Figure 3. Inhibition of PCNSL-associated signaling pathways. PCNSL is frequently driven by overactivation of pathways leading to NF-κB, and many therapeutic agents in use and development for patients with PCNSL target components upstream and downstream of NF-κB. BCR signaling to NF-κB is transduced by BTK and is targeted by the small-molecule inhibitors ibrutinib, acalabrutinib, and tirabrutinib. TLR activation by ligand binding leads to assembly and activation of the myddosome protein complex that incorporates IRAK4, IRAK1 phosphorylation, and downstream activation of NF-κB; the small molecule emavusertib inhibits IRAK4. Within the PI3K pathway, mTOR is inhibited by temsirolimus and PI3K by the pan-PI3K-inhibitor buparlisib.
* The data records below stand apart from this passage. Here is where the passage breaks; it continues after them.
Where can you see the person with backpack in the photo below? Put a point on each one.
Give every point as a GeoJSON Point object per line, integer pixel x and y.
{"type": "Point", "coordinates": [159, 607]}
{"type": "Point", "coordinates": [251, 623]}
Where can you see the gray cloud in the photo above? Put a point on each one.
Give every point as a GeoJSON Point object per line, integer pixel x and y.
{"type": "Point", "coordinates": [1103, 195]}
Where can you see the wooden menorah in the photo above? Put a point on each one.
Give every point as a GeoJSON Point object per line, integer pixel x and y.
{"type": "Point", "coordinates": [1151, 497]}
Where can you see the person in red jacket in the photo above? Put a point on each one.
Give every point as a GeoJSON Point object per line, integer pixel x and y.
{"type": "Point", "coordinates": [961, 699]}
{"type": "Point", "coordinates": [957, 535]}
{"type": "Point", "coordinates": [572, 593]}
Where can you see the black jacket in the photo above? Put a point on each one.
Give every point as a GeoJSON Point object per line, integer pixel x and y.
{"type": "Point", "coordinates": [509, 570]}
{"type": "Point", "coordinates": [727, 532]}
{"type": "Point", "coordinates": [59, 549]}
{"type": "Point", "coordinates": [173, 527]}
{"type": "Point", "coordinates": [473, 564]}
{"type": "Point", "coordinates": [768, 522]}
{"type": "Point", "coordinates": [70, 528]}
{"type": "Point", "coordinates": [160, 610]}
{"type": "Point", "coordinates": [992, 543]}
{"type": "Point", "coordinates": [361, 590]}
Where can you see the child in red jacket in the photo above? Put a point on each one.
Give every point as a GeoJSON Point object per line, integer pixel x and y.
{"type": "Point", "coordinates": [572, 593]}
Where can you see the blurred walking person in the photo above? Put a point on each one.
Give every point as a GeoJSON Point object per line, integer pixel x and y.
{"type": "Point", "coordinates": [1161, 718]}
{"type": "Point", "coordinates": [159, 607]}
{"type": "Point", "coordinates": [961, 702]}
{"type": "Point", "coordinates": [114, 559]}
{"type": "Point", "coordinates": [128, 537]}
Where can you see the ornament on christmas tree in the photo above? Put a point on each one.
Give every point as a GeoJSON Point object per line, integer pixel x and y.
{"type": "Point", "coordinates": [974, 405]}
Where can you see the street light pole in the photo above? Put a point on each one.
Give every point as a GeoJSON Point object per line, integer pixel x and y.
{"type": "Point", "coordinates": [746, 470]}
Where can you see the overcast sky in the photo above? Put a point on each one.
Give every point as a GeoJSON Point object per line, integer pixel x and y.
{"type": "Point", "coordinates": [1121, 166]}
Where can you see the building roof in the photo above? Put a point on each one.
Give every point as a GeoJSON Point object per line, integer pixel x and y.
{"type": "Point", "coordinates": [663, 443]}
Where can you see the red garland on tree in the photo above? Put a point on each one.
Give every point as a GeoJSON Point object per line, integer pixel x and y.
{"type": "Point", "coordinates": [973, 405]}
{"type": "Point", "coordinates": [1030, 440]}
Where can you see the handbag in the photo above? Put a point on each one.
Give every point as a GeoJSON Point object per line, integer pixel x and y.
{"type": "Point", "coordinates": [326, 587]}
NF-κB itself regulates the expression of IRF4, which is a target of the IMiDs lenalidomide and pomalidomide. Abbreviations: AKT, protein kinase B; BCR, B-cell receptor; BTK, Bruton’s tyrosine kinase; IMiD, immunomodulatory imide drugs; IRAK, interleukin-1 receptor-associated kinase; IRF4, interferon regulatory factor 4; mTOR, mammalian target of rapamycin; NF-κB, nuclear factor kappa-light-chain-enhancer of activated B cells; PI3K, phosphatidylinositol-3-kinase; TLR, toll-like receptor.